In August, Morsi succeeded in muzzling the powerful military with which he was involved in a power struggle. But he governs a country still fragile, with a dissolved parliament, a constitution in limbo, an economic crisis and a strong fundamentalist Salafist current.
Turbulence with Washington following protests over an anti-Islam film outside the US embassy in Cairo have shown that Egypt under Morsi remains under scrutiny.
A member of the US Congress has frozen $450 million in funds earmarked for Egypt, stressing that the proposed aid "came at a time when the Egyptian-American relations are subject to unprecedented scrutiny."
The economic crisis is also a key element of the new Egyptian foreign diplomacy, with Cairo anxious to attract foreign investment which had flourished under Mubarak but which has since frozen over due to post-revolution instability.
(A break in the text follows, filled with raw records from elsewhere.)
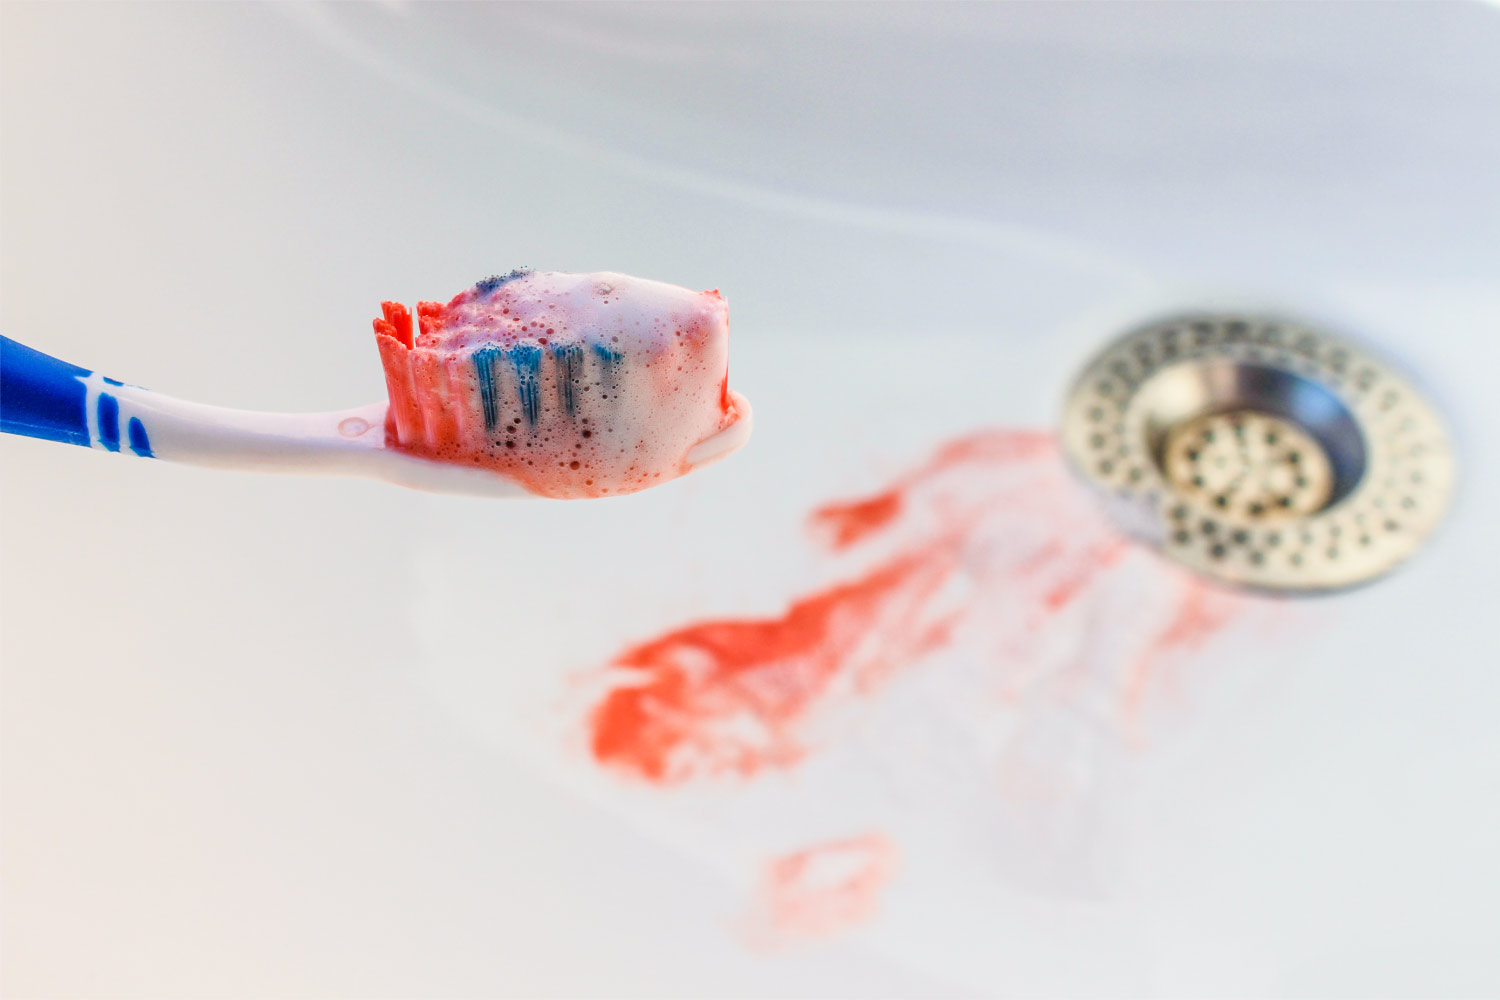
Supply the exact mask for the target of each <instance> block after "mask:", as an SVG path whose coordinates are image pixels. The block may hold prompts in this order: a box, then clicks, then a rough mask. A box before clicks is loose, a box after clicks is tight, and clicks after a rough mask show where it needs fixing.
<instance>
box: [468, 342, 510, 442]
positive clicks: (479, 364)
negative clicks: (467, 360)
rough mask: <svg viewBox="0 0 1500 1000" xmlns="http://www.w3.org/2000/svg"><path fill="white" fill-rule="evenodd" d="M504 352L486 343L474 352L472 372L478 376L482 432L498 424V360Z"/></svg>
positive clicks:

For his trip to China in late August and later to Brussels for EU meetings, Morsi was accompanied by a large delegation of businessmen.
In Turkey -- which promised two billion dollars in aid to Egypt-- the economic and trade issues featured prominently alongside the Syrian file.
"The economic situation, the public accounts and the legacy of corruption of the Mubarak regime are the major challenges Morsi is facing right now," Anani said.
"The problem is that so far Morsi has no clear economic policy except to borrow money from the outside," he said.